マルジアはその通りだと言わんばかりに身体を丸め、全身を噂の強固な皮膚で覆うとその場でものすごい勢いで転がり始めた。そして……。
「マルゥゥゥッ!!」
力が溜まり切ると一気に解放、自らを砲弾として発射した!
「皆さん避けて!!」
ドゴオォォォォッ!!
アンミツの声に合わせて、全員散り散りに回避。ターゲットを失ったマルジアは彼らの背後にあった木に激突し、それを難なくへし折った。
「マジで中々の威力だな……!」
「ええ、当たったら骸装機を装着していてもかなりのダメージを受けると思います。そして……」
「マルゥゥゥゥゥゥッ……!!」
「どうしても彼はワタシ達を痛めつけたいようです」
ギュルウゥゥゥゥゥゥッ!!
辟易する関敦の前で、マルジアは再び高速回転、エネルギーをチャージし始めた。
「何が気に食わなかったが知らんが、お前さんのストレス発散に付き合っている義理はない。ぐるぐる転がってる間にオレ達はおさらばさせてもらうぜ!」
スピディアーがこうしちゃおれんとマルジアに背を向け、逃げようとすると、他のメンバーもそれに倣った。
たった一人、狻猊を除いて……。
「……おい!狻猊!何をしている!?さっさとずらかるぞ!!」
「…………」
バンビの声は狻猊の聴覚センサーを通し、リンゴに届いたが、彼はそれを右から左に聞き流した。

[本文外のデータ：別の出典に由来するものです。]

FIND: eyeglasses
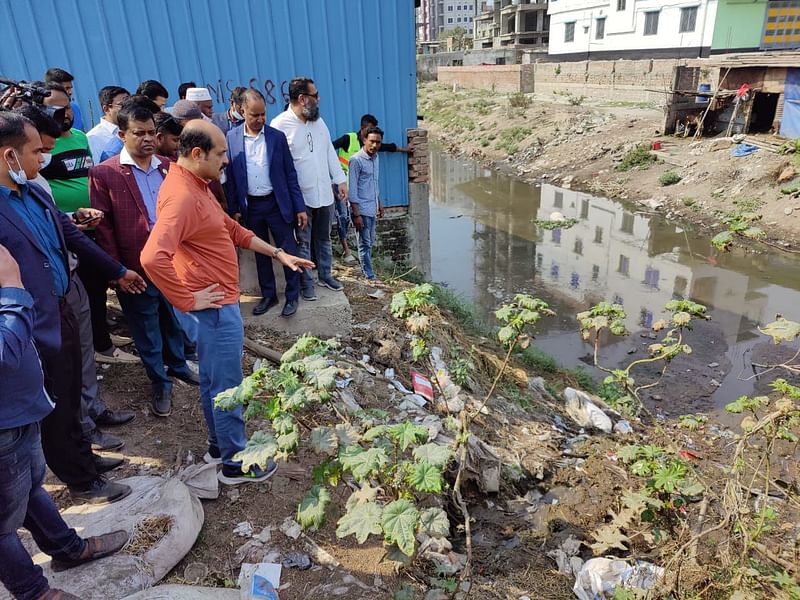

今、彼の心を支配しているのは、マルジアの最大の武器であり、盾でもある強靭な皮膚と、ムーアクラフトの語ったもう一人の聖王覇獣拳の使い手のことであった。
(自分が試行錯誤して技を解除させて倒したムーアクラフトを、技ごと倒したという正体不明の聖王覇獣拳使い……奴ならきっとこいつも……!!)
さらに記憶を遡り、拳幽会と初めて会った日のことを思い出す。
(……多分そいつなら卞士仁に関節を外されながらもそのまま打撃でKOできたはず……このオレが聖王覇獣拳の威力で負けているなど……認めてなるものか……!!)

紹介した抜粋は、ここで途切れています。